No Return is a unique insight into a hidden Britain, based on true events that so shocked intelligence experts they are now the Home Office’s lead case study into youth radicalisation.
Drawing on a cache of leaked classified documents and unprecedented access to all the main players, award-winning investigative journalist Mark Townsend reveals the shocking truth behind what drew these young Britons to martyrdom in a foreign land. The end result is a fast-paced and powerfully gripping true crime account of radicalisation – and how it can be prevented.
An incredible story, powerfully and beautifully told.
An extraordinary, gripping, harrowing account of perhaps the most important single case of mass radicalisation in the UK in recent years. This work of rigorous, forensic, compassionate investigative journalism casts new light on the appeal of extremism and its tragic costs. Important and urgent.
A forensic account that goes behind the headlines to expose the complex, disturbing reality that radicalised the largest group of teenage jihadists in western Europe. Essential reading.

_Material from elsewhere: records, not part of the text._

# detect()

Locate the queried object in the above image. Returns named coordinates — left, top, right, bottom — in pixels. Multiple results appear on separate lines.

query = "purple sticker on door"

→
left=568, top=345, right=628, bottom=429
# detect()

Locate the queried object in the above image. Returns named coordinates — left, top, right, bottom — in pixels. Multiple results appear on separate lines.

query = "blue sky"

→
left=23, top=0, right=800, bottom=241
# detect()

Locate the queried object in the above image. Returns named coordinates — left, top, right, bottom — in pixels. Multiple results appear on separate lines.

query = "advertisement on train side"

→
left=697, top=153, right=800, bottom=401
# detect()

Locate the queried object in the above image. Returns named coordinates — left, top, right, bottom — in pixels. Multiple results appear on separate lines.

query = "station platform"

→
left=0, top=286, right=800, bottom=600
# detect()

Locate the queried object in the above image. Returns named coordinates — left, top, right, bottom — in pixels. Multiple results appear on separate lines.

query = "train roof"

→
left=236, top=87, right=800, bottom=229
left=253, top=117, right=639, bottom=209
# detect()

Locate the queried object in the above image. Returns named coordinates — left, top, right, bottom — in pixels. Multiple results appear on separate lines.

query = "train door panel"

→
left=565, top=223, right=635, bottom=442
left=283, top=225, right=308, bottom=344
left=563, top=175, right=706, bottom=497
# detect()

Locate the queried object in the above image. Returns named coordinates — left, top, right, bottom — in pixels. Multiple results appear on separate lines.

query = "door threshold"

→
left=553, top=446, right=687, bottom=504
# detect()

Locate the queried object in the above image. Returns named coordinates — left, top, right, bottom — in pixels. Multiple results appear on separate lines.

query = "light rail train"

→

Brilliant, human, thrilling and insightful; Townsend is a journalist of the very highest calibre. His outstanding work forces us to look at our country, ourselves and our world in a new light. It's one of the best books I've read in years.
This immensely powerful book is both gripping and disturbing. A fascinating insight into what motivated a group of teenagers from Brighton to give up their lives to fight in Syria.
Terrific. Not only a page-turner, but a major contribution to our understanding. It shows in graphic detail how fractured societies create fractured people who in turn create further social division. And this is Britain, not Syria.